# Introducing goats and dogs



## AndreaS (Jun 3, 2014)

Hello everyone! 

Yesterday we got our first goats. They are Nigerian Dwarf X Pygmy. Very cute. The Momma is 5 years old and the little buckling is 2 months. They came from a farm that has Corgis. Before we even went out to see them, I asked the girl who was selling them how they do with dogs and she said they were fine. When we went out, their dogs were inside the house so I did not get to witness this myself. 

We have 2 dogs, an older Beagle (Sammy, 20lbs) and a 40lb Mutt, Ellen. They are both extremely well behaved dogs. They leave our cats and chickens alone, and they are afraid of our neighbors cows. We've never even had them kill a squirrel or possum, and they aren't into chasing. The beagle is mainly interested in eating the poop of whatever new animal comes around  

We got the goats settled in last night in the little gated shelter my husband built for them and hand fed them for awhile to help them get used to us. This morning I brought the dogs out, one at a time so they could smell the goats and see each other through the gate. The dogs both did fine, they didn't even bark- but- Star (Momma goat) was not pleased. She kept head butting the gate when I would bring the dogs by.

Of course I understand that there is a natural predator/prey dynamic at play here, and she will be protective of her baby. I am not worried in the slightest about my dogs causing any harm to the goats, or even bothering them or harassing them like some other dogs might do....I am more worried about Star head butting my dogs and actually hurting them. She is not polled. 

I do not intend to just throw them together haphazardly or anything like that. With all of our animals, we always go for very gradual introduction processes with lots of praise and treats involved. I was just wondering if you guys have any tips to help ease the process. Being new to the whole goat thing, I don't have a good handle on what makes them feel safe. 

I'll attach a picture below, since I know how we all love pics! it's not very good- this was taken last night when we got them settled in. It was dark, and the little guy was moving around a lot. 
Thanks in advance for any helpful advice you can give! - Andrea


----------



## bcnewe2 (Jun 3, 2014)

Corgis' are a working breed.

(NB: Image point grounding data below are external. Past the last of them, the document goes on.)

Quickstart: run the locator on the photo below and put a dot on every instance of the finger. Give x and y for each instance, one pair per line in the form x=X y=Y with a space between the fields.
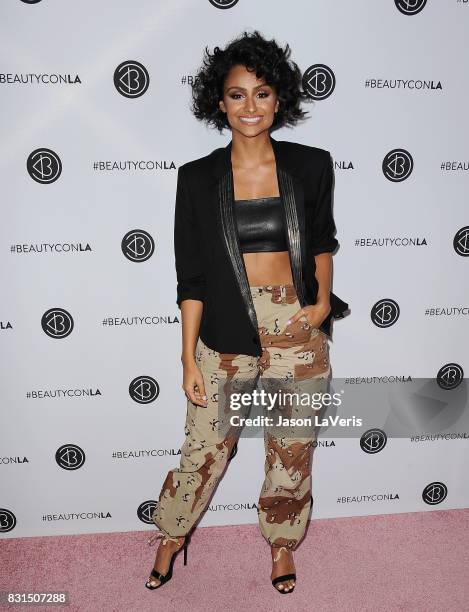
x=296 y=316
x=194 y=399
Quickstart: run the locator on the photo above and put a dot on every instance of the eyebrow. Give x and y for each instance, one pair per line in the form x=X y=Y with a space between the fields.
x=244 y=89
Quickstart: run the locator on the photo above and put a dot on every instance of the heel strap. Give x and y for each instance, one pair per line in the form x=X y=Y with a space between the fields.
x=283 y=578
x=277 y=556
x=166 y=538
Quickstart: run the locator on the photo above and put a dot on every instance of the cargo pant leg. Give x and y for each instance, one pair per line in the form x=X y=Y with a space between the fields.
x=205 y=452
x=298 y=354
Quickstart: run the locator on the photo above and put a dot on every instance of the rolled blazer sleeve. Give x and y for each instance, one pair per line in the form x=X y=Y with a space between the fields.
x=187 y=249
x=323 y=240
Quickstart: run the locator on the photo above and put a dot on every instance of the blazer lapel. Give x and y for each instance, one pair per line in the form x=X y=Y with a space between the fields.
x=292 y=197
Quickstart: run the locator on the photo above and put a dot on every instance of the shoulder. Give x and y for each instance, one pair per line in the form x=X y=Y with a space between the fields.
x=303 y=150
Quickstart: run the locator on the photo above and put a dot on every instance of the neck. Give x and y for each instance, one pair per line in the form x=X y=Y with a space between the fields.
x=250 y=152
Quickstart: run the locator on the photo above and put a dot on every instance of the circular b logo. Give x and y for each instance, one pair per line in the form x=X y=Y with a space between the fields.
x=131 y=79
x=138 y=245
x=385 y=313
x=144 y=389
x=450 y=376
x=70 y=457
x=410 y=7
x=434 y=493
x=373 y=441
x=57 y=323
x=7 y=520
x=398 y=165
x=145 y=510
x=461 y=242
x=318 y=81
x=44 y=165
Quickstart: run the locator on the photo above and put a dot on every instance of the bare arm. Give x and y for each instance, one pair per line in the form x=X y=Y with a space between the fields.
x=190 y=288
x=323 y=276
x=191 y=312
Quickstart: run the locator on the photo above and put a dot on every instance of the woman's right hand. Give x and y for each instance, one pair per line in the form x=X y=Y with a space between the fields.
x=193 y=384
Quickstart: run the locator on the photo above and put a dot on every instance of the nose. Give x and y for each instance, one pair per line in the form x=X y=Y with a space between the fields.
x=250 y=105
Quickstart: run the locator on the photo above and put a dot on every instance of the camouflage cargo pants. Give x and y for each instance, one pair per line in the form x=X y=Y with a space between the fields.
x=295 y=352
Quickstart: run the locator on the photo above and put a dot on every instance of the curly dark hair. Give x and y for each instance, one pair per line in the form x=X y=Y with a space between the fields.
x=268 y=59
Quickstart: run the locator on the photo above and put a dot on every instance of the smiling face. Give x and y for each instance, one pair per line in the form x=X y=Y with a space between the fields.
x=249 y=102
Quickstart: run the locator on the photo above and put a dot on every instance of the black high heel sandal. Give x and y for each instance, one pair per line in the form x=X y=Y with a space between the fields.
x=283 y=578
x=163 y=578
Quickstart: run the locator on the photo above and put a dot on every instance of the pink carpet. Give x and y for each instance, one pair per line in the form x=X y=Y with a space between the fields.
x=413 y=562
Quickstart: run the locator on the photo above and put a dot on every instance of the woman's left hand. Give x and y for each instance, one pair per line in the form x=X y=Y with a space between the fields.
x=314 y=314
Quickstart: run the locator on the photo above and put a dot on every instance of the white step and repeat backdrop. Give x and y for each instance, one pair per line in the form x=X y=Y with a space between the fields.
x=95 y=122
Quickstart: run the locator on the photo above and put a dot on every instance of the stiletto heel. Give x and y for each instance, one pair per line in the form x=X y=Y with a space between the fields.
x=163 y=578
x=283 y=578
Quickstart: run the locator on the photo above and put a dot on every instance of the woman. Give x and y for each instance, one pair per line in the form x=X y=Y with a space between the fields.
x=253 y=239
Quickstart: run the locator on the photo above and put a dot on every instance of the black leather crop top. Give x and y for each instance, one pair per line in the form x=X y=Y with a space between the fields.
x=261 y=225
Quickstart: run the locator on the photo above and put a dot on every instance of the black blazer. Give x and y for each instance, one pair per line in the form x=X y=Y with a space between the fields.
x=209 y=262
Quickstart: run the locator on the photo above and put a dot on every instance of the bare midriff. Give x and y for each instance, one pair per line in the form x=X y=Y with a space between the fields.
x=268 y=268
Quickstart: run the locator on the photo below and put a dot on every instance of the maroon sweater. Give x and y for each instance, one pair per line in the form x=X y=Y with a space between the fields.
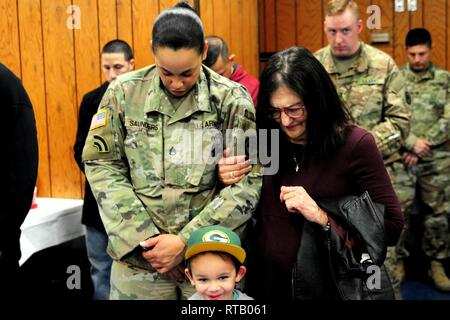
x=356 y=167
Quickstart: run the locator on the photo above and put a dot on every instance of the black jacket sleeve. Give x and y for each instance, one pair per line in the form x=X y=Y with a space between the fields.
x=20 y=159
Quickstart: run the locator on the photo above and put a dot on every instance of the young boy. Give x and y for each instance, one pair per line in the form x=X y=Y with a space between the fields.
x=214 y=261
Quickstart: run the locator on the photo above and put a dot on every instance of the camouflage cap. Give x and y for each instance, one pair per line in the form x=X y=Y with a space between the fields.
x=215 y=238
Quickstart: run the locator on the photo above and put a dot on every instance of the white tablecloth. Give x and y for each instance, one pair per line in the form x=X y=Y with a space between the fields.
x=53 y=222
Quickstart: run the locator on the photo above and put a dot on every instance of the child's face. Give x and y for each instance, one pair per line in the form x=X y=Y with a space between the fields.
x=214 y=276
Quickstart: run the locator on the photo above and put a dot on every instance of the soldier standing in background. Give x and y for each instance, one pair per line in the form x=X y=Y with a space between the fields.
x=368 y=82
x=221 y=61
x=117 y=59
x=150 y=193
x=427 y=151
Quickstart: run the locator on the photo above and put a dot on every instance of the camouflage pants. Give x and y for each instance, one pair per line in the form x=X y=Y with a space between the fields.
x=432 y=181
x=133 y=283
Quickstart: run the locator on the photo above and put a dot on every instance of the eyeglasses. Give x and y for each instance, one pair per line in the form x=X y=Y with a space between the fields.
x=296 y=110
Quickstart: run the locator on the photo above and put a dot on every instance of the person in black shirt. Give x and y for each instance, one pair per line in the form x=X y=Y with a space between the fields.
x=19 y=163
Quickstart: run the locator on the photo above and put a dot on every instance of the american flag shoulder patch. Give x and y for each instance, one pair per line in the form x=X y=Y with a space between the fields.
x=98 y=120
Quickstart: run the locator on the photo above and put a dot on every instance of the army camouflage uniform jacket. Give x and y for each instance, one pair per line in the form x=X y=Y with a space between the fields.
x=135 y=159
x=429 y=95
x=373 y=92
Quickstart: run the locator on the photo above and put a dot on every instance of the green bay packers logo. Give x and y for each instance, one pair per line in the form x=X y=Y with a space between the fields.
x=216 y=236
x=100 y=144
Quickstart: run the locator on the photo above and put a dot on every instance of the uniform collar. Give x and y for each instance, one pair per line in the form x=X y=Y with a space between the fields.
x=424 y=75
x=361 y=66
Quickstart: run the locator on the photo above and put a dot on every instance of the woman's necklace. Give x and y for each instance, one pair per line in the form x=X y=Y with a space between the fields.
x=297 y=166
x=297 y=163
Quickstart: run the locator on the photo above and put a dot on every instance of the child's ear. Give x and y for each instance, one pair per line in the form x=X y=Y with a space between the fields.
x=241 y=273
x=189 y=276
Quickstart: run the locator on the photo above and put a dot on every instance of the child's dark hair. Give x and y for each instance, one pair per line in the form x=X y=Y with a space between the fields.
x=223 y=255
x=178 y=27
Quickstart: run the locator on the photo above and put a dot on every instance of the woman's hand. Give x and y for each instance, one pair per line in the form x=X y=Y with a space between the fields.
x=297 y=200
x=233 y=168
x=167 y=251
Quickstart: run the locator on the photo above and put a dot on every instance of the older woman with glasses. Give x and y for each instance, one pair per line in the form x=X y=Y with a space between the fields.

They people might have used the dogs to move the goats.  I would be very careful about letting your dogs in with the goats.  She really could hurt them or even kill them easily if the dogs are caught off guard.
Just take your time, keep the dogs outside the gate for now and eventually they will get accustomed to the dogs.  Once you see that you can try taking a dog into the pen with you but don't let it go up sniffing till  you see the goat relaxed. 
Patience is what it will take on all parties part. 
It will also help as the younger goat grows. The nanny will get less protective.


----------



## AndreaS (Jun 3, 2014)

Thanks, Kristen! I think we were being a little naive in thinking that because our dogs are so good with other animals everything would be copacetic. Hopefully in time we can have them together, but I am definitely feeling cautious about it right now.


----------



## bcnewe2 (Jun 3, 2014)

All Momma's are super protective, even at 2 months if the baby is still nursing.  It will work out, just remember patience! 
To give you an idea of timing and this is without a kid
I brought a single nanny home. I tied her in the barn on a long line casue I wasn't sure if she'd try to escape.  My LGD fell in love with her. It took her many weeks of belly crawling and just laying next to the nanny before she'd even think about letting her come in close.  I let her roam after the 1st week and she stayed nervous for a few more weeks.
We've had her a couple of month now and she will tolerate that dog but that dog only, with weeks of that dog working on getting herself accepted. Each dog are individual so they have to get to know each one. They might never be friends but they will be comfortable or that's your goal anyways.


----------



## Pioneer Chicken (Jun 3, 2014)

Your new doe and kid could very well have been used to dogs- the dogs that lived on the previous owner's property.  They don't know your dogs that well and will just need time to see that it's all good.  I bought two does recently; the owner had dogs of different sizes and breeds in and out of both goat pens and they were all quite comfortable with each other. However, when I brought them home, they were (and still are a little ) skittish of my two dogs because they're 'strangers'.   I'm sure that with time, they will see my dogs are fine and won't mess with them. Just give it some time. : )


----------



## AndreaS (Jun 4, 2014)

Thank you both for the reassurance! We really were hoping to eventually be able to let the goats and dogs be together in the fence, but of course I am not comfortable risking my dog's safety. We'll give it some time and see how they do. Hopefully the goats will get used to my dogs...they really are such good pups. Ellen, our bigger dog, came over to the gate to the goat pen and when Star got upset she kept making herself small and rolling over on her back yesterday. Star did seems much calmer by the end of the day when she saw the pups through the fence, and the little buckling just looks curious about them


----------



## Fullhousefarm (Jun 17, 2014)

Our dogs had learned not to mess with the goats- especially the moms. They have also learned which goats run, and which goats give them the "evil goat eye." Our herd queen most certainly rules the roost and none of the dogs will cross her. Our one Rottie is afraid of the Nigerian Dwarf and won't go around her to come in the back door. Our other Rottie/Lab mix loves baby goats. She soaks them with kisses when they aren't with their mom. LOL. Granted, our goats are all polled or disbudded, so that helps. But, if you let them get used to each other through the fence, then keep them out of tight confined spaces they will develop their own order of things.


----------